Úbeda espera el socorro, pero los que podrían hacerlo están lejos, y los pocos que hay cerca, bastante tienen con preocuparse de sí mismos. Los meses pasan y dentro de la ciudad el hambre y la desesperación se apropian del pensamiento de sus pobladores. Fuera los sitiadores se desesperan y sufren también las carencias que un ejército acampado crea en su entorno. ‘El Mozo’ se inquieta, ha perdido la cuenta de los meses que llevan allí paseando frente a aquellos muros y viendo cómo, de vez en cuando, alguna flecha solitaria vuela desde la ciudad buscando algún despistado que como él se haya acercado más de la cuenta.
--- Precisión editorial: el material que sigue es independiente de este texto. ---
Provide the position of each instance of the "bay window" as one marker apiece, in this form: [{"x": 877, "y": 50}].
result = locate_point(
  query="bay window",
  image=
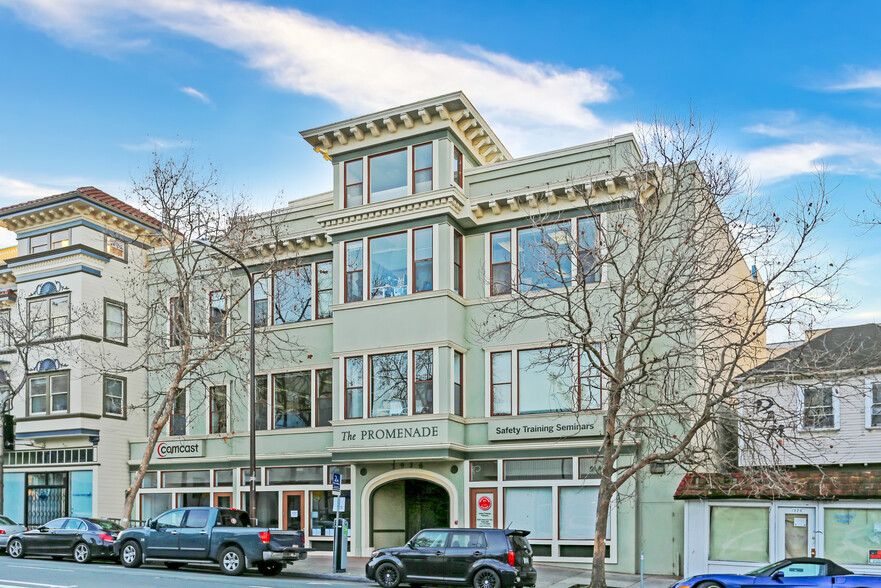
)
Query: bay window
[
  {"x": 354, "y": 271},
  {"x": 387, "y": 175},
  {"x": 422, "y": 168},
  {"x": 388, "y": 265},
  {"x": 422, "y": 260},
  {"x": 293, "y": 400},
  {"x": 292, "y": 295}
]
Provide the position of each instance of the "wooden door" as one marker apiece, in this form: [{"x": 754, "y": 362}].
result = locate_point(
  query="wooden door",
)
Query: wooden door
[
  {"x": 484, "y": 508},
  {"x": 294, "y": 511}
]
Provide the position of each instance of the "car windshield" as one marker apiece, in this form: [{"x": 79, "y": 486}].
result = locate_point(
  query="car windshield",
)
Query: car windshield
[{"x": 105, "y": 525}]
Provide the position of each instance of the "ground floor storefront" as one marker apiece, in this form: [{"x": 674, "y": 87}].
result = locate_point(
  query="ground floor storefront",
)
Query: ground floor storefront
[{"x": 837, "y": 517}]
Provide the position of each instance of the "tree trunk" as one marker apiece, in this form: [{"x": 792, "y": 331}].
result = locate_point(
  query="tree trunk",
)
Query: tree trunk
[{"x": 156, "y": 427}]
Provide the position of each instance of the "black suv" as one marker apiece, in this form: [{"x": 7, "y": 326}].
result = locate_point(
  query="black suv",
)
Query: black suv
[{"x": 484, "y": 558}]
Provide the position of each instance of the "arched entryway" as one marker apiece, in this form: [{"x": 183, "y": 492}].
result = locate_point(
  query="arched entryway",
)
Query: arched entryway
[{"x": 402, "y": 507}]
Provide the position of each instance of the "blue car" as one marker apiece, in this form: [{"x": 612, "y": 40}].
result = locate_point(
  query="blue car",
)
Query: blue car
[{"x": 797, "y": 572}]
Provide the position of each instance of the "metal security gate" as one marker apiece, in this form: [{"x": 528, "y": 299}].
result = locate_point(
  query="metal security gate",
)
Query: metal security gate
[{"x": 46, "y": 496}]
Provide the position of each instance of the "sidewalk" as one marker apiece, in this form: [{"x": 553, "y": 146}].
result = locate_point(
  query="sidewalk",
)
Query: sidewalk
[{"x": 321, "y": 566}]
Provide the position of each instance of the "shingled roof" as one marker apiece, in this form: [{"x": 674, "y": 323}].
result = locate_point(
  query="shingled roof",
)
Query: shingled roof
[
  {"x": 808, "y": 483},
  {"x": 855, "y": 348},
  {"x": 87, "y": 193}
]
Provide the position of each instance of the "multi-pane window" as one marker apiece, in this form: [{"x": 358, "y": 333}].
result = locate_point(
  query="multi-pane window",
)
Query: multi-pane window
[
  {"x": 387, "y": 175},
  {"x": 458, "y": 398},
  {"x": 354, "y": 271},
  {"x": 292, "y": 295},
  {"x": 50, "y": 317},
  {"x": 422, "y": 168},
  {"x": 218, "y": 409},
  {"x": 354, "y": 183},
  {"x": 457, "y": 167},
  {"x": 500, "y": 263},
  {"x": 262, "y": 403},
  {"x": 324, "y": 398},
  {"x": 216, "y": 316},
  {"x": 543, "y": 257},
  {"x": 458, "y": 246},
  {"x": 178, "y": 419},
  {"x": 114, "y": 246},
  {"x": 48, "y": 393},
  {"x": 874, "y": 408},
  {"x": 114, "y": 396},
  {"x": 423, "y": 381},
  {"x": 293, "y": 400},
  {"x": 422, "y": 260},
  {"x": 819, "y": 409},
  {"x": 261, "y": 300},
  {"x": 177, "y": 321},
  {"x": 388, "y": 384},
  {"x": 323, "y": 288},
  {"x": 587, "y": 249},
  {"x": 500, "y": 382},
  {"x": 354, "y": 387},
  {"x": 114, "y": 321},
  {"x": 388, "y": 265}
]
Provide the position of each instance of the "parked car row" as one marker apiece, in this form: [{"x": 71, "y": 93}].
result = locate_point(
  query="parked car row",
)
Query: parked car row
[{"x": 175, "y": 538}]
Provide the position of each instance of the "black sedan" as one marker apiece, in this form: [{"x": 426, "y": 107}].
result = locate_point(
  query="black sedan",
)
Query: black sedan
[{"x": 79, "y": 538}]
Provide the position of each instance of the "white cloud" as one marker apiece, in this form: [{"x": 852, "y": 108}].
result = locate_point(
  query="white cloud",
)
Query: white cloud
[
  {"x": 358, "y": 70},
  {"x": 195, "y": 94},
  {"x": 859, "y": 79}
]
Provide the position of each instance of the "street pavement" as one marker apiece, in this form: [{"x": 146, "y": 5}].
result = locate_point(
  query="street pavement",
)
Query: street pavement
[{"x": 46, "y": 573}]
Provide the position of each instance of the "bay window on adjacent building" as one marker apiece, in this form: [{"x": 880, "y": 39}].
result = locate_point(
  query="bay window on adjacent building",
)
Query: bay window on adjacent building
[
  {"x": 48, "y": 393},
  {"x": 217, "y": 402},
  {"x": 217, "y": 316},
  {"x": 545, "y": 256},
  {"x": 398, "y": 264},
  {"x": 114, "y": 396},
  {"x": 819, "y": 407},
  {"x": 542, "y": 380},
  {"x": 49, "y": 317}
]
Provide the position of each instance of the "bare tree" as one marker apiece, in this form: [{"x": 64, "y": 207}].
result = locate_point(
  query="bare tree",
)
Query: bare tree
[
  {"x": 651, "y": 307},
  {"x": 187, "y": 305}
]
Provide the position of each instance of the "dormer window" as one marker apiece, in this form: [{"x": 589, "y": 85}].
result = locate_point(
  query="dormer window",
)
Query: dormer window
[{"x": 389, "y": 175}]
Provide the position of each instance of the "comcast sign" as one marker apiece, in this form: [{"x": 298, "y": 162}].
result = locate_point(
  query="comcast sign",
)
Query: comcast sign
[{"x": 178, "y": 449}]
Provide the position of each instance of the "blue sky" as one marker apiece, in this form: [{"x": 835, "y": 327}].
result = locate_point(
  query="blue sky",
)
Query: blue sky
[{"x": 89, "y": 87}]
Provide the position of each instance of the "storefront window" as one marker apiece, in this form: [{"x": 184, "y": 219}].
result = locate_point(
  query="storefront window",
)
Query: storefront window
[
  {"x": 739, "y": 534},
  {"x": 323, "y": 514},
  {"x": 848, "y": 534},
  {"x": 293, "y": 400},
  {"x": 529, "y": 509},
  {"x": 294, "y": 475},
  {"x": 186, "y": 479},
  {"x": 267, "y": 508},
  {"x": 153, "y": 505}
]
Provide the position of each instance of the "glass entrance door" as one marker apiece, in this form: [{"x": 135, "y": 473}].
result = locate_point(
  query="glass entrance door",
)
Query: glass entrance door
[
  {"x": 796, "y": 532},
  {"x": 293, "y": 510}
]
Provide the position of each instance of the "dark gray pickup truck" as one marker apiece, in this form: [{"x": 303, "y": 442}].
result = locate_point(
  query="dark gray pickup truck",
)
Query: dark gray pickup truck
[{"x": 204, "y": 535}]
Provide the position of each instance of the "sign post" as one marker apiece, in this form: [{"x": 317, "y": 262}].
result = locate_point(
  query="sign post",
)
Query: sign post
[{"x": 340, "y": 527}]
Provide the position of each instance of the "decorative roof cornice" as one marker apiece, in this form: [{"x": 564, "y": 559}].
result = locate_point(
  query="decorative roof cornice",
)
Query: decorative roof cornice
[{"x": 453, "y": 111}]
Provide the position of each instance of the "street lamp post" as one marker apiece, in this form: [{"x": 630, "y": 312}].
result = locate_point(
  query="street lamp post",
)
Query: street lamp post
[{"x": 252, "y": 463}]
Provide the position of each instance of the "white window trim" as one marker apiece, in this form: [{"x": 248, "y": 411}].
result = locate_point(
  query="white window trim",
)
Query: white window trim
[
  {"x": 836, "y": 412},
  {"x": 869, "y": 403}
]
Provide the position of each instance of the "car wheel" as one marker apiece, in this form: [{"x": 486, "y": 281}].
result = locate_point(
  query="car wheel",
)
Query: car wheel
[
  {"x": 232, "y": 561},
  {"x": 388, "y": 576},
  {"x": 15, "y": 548},
  {"x": 269, "y": 568},
  {"x": 130, "y": 554},
  {"x": 82, "y": 553},
  {"x": 487, "y": 578}
]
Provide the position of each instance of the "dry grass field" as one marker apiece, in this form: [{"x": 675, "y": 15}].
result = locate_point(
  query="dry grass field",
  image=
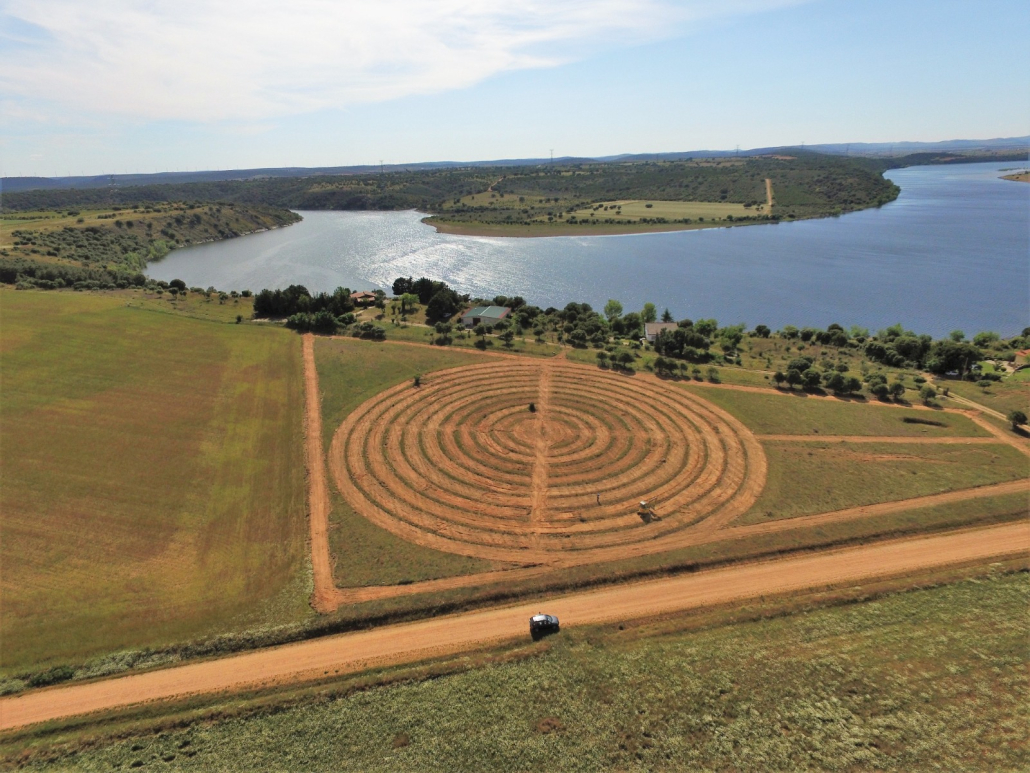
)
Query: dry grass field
[
  {"x": 798, "y": 413},
  {"x": 152, "y": 479},
  {"x": 871, "y": 678},
  {"x": 808, "y": 478},
  {"x": 349, "y": 372},
  {"x": 461, "y": 469}
]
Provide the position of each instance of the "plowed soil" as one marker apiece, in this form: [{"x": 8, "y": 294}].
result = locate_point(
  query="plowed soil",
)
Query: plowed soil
[{"x": 410, "y": 642}]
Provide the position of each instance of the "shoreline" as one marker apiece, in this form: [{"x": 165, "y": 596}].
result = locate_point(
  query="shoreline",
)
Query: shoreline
[{"x": 544, "y": 231}]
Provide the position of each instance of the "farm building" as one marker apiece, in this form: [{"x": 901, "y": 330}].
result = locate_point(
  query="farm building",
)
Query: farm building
[
  {"x": 651, "y": 330},
  {"x": 487, "y": 315},
  {"x": 364, "y": 298}
]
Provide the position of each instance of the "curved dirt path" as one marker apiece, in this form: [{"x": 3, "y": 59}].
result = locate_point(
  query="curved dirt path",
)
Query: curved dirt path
[
  {"x": 441, "y": 636},
  {"x": 716, "y": 528},
  {"x": 950, "y": 440},
  {"x": 324, "y": 596},
  {"x": 462, "y": 466}
]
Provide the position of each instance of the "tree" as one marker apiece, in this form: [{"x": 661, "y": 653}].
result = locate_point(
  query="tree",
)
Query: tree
[
  {"x": 613, "y": 310},
  {"x": 1017, "y": 417},
  {"x": 442, "y": 305},
  {"x": 444, "y": 331},
  {"x": 706, "y": 327},
  {"x": 812, "y": 378}
]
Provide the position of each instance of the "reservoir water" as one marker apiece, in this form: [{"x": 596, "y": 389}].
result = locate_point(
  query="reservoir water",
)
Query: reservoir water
[{"x": 952, "y": 253}]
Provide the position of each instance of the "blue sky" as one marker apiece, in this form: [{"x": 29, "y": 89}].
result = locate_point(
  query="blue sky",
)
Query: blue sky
[{"x": 128, "y": 86}]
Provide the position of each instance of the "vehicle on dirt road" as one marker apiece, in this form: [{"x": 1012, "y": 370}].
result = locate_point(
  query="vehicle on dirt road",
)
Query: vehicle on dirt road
[{"x": 542, "y": 625}]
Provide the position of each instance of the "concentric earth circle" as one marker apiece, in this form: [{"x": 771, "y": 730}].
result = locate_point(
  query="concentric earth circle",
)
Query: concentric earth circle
[{"x": 462, "y": 464}]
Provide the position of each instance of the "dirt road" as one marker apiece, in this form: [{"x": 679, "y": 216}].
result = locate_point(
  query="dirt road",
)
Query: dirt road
[{"x": 392, "y": 644}]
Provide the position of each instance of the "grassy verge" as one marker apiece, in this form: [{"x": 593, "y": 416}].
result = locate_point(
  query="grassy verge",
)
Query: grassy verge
[
  {"x": 809, "y": 478},
  {"x": 1007, "y": 395},
  {"x": 798, "y": 414},
  {"x": 417, "y": 334},
  {"x": 152, "y": 478},
  {"x": 863, "y": 678}
]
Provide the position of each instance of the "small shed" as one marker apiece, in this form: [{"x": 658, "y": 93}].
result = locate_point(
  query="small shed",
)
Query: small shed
[
  {"x": 651, "y": 330},
  {"x": 487, "y": 315}
]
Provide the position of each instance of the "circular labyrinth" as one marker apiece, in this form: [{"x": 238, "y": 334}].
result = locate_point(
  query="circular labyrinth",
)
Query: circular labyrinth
[{"x": 462, "y": 464}]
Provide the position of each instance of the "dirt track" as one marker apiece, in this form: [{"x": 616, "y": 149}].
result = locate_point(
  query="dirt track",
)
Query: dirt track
[
  {"x": 461, "y": 465},
  {"x": 351, "y": 652}
]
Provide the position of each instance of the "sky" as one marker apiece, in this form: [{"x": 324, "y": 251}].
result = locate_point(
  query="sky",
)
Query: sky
[{"x": 112, "y": 87}]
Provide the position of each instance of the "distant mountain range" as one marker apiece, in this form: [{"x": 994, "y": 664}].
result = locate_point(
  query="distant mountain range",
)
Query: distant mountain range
[{"x": 13, "y": 185}]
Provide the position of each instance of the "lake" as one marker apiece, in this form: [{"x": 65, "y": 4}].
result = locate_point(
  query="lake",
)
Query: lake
[{"x": 951, "y": 253}]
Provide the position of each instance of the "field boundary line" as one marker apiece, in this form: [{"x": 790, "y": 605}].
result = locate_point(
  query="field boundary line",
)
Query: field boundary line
[
  {"x": 323, "y": 598},
  {"x": 880, "y": 508},
  {"x": 1003, "y": 436}
]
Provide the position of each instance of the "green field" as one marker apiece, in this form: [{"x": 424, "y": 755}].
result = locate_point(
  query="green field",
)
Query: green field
[
  {"x": 631, "y": 210},
  {"x": 800, "y": 414},
  {"x": 809, "y": 478},
  {"x": 925, "y": 679},
  {"x": 152, "y": 478}
]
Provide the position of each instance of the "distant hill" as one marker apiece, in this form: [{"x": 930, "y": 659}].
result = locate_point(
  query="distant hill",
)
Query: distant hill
[{"x": 14, "y": 185}]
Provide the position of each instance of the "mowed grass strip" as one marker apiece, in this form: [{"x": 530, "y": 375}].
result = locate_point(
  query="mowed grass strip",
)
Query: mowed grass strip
[
  {"x": 798, "y": 414},
  {"x": 809, "y": 478},
  {"x": 350, "y": 372},
  {"x": 632, "y": 210},
  {"x": 926, "y": 679},
  {"x": 152, "y": 478}
]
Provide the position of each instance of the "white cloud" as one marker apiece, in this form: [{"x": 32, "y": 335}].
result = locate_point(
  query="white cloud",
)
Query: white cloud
[{"x": 199, "y": 60}]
Así cree haber oído que mataron, no hace muchos años, a un rey inglés al que le gustaba yacer con hombres y que por ello no dejó heredero. Lo gracioso es que además cuentan que el rey recompensó al ballestero; no será él quien recompense a quien le mate. No aguanta más, hace meses que no la ve y aquí no pasa nada; se ausentará por unos días.
Los defensores de la ciudad ven con impotencia que no habrá socorro a su situación, nadie acudirá en apoyo ni se podrían introducir víveres si los hubiese, aguantar más, sólo servirá para enterrar a más en una tierra que al final será de infieles; piden a Fernando III capitulaciones. El rey convoca a sus capitanes a fin de tratar las exigencias o concesiones que se darán a la guarnición de la plaza, con la sorpresa de ver que Álvar Fáñez, quien tan fielmente le ha servido siempre, está ausente del campamento.  Se respetará la vida de toda la población y se permitirá a cuantos así lo quieran abandonar la ciudad llevando consigo los bienes que puedan transportar y bajo la protección cristiana hasta la ciudad que deseen.
Días más tarde, —el 29 de septiembre de 1234, día de San Miguel Arcángel, patrón de Úbeda, según nuestro amigo el historiador y militar Gonzalo Argote de Molina— la plaza de Úbeda rinde sus puertas y muchos de sus pobladores ponen rumbo a Jaén donde años más tarde volverán a ser sitiados.
Pasado lo protocolario de la entrega y hallándose el rey Fernando III en el Alcázar junto a sus capitanes, apareció polvoriento por la galopada del camino Álvar Fáñez ‘el Mozo’, aquel que había estado ausente. El rey lo miró y pregunto: «¿dónde estabais capitán?» —«por los cerros de Úbeda mi señor».

  

Pocas pruebas o fuentes fiables tenemos de esto, o más bien ninguna, ni de que fuera el Cid, ni de que fuese Fáñez quien dio origen a eso tan conocido de «andar por los cerros de Úbeda», o incluso que, como cuentan otros, fuese en la primera toma de la ciudad y bajo las ordenes de Alfonso VIII dónde sirvió o más bien se despistó Álvar Fáñez, dando origen al dicho popular. Pero lo que sí parece bastante probable, viendo las coincidencias, es que hubo un rey a las puertas de una ciudad musulmana y un vasallo que en lugar de estar donde debía, se fue por los cerros de Úbeda.